Carroll, as this pivotal Mother figure, evidences strength, command and simple dignity in a role that demands her to be by turns harrowed and joyful; it is a beautifully balanced performance and the best I have seen her.

This goes for the entirety of this flawless cast. Martin Barrass as Mr Perks delivers a pitch-perfect showing of authority and audience engagement. He is so familiar as a pantomime performer—and this role allows a number of moments of excellently-judged comic timing—but his ability here to play a scale appropriate for the space without seeming to mug or rely on those familiar comic beats remind you what a sensitive and engaging performer he is. Hearing Kenny’s easy, witty dialogue in Barrass’s masterful delivery is a constant joy.

Barrass’s partner-in-pantomime, Berwick Kaler, has unfortunately been ill for the opening of the run, but he is ably replaced for now by Michael Lambourne, who similarly scales down his usual impressive physical talents to give a winning and nuanced performance as the Old Gentleman.

There is such strength in depth in the performances, with Elianne Byrne as Mrs Perks and Jacqueline Naylor as Mrs Viney both providing variety, control and humour. James Weaver, who so impressed in the title role in Jekyll and Hyde, again delivers here a fine performance in a series of excellently differentiated cameo roles. His District Superintendent was one of my favourites, but as the exiled Russian author Schepansky he is joyously enigmatic and (more or less) convincingly Slavic.

The heart of the production is in the interplay between the three children, and these are wonderfully embodied by the trio of Nicholson-Lailey, Cainer and Lilly, all three playing younger than their actual (still relatively youthful) years. All of these talented performers connect well with the audience, constantly and smoothly sliding, as the script demands, between narration and being totally immersed in the events of the play.

As the oldest sibling, Nicholson-Lailey is smiling, the most decisive, but also tinged with the secret sadness and loneliness of the growing teenaged girl. Again Kenny’s script, aided by the performance, hints at hidden depths but does not lay it on thick. Cainer’s middle child is po-facedly preoccupied with being proper, but also mischievous, inventive and playful at times. Beth Lilly as the youngest, Phyllis, is perfectly wide-eyed and wild-haired; she interjects frequently and firmly grasps the wrong end of several sticks. It is a glorious performance of joy and confusion – a case study in someone "still young enough to be interested in everything", in Nesbit’s memorable phrase. As individuals these are committed, comedically alert and magnetic actors; as a trio, they work perfectly together.

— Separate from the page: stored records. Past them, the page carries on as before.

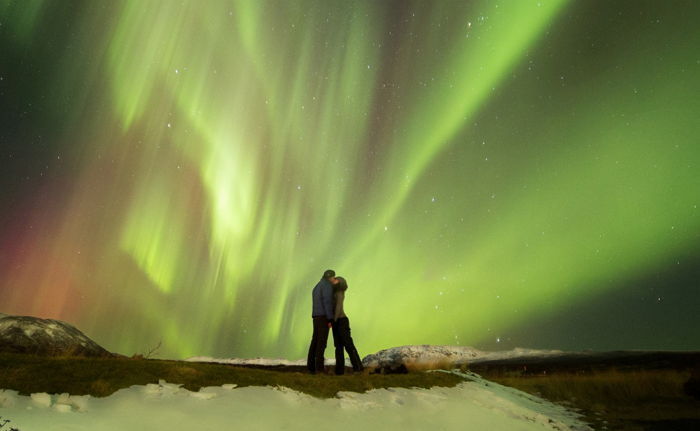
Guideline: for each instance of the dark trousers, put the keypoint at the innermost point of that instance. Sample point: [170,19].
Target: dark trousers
[314,362]
[343,340]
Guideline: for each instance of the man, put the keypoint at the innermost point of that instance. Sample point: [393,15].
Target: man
[322,314]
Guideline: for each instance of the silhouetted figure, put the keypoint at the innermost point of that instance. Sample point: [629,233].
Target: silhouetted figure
[322,315]
[341,332]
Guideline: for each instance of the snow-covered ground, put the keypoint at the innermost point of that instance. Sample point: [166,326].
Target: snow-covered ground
[416,354]
[475,404]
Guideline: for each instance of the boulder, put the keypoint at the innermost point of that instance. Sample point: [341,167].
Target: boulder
[45,337]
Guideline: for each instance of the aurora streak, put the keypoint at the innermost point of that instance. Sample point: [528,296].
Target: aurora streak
[467,166]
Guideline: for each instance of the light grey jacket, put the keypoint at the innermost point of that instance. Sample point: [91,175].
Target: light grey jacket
[339,297]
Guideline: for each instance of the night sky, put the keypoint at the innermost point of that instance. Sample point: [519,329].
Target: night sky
[492,174]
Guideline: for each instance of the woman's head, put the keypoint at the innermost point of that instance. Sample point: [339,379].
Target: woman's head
[342,283]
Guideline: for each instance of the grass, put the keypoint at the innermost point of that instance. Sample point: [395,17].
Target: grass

Joanna Scotcher’s designs similarly interweave impeccably with Richard G Jones’s lighting design to generate atmospherically varied and thrilling settings for the tale. There are several theatrical coups, and some superb, more subtle effects throughout: the night-time shadows and beams filter evocatively through hazy engine steam. Christopher Madin’s score and Craig Vear’s sound design complement the story and the visual setting wonderfully. As trains (imagined, in many cases, but no less powerful for that) go thundering past, the soundscape and lighting magnificently recreate the visceral throb of these piston-powered beasts.

I am running out of superlatives. To summarise, do not follow my example of the last eight years: do not miss this show. It is family entertainment done perfectly, and a polished but nonetheless heartfelt theatrical experience of life-affirming quality and wit.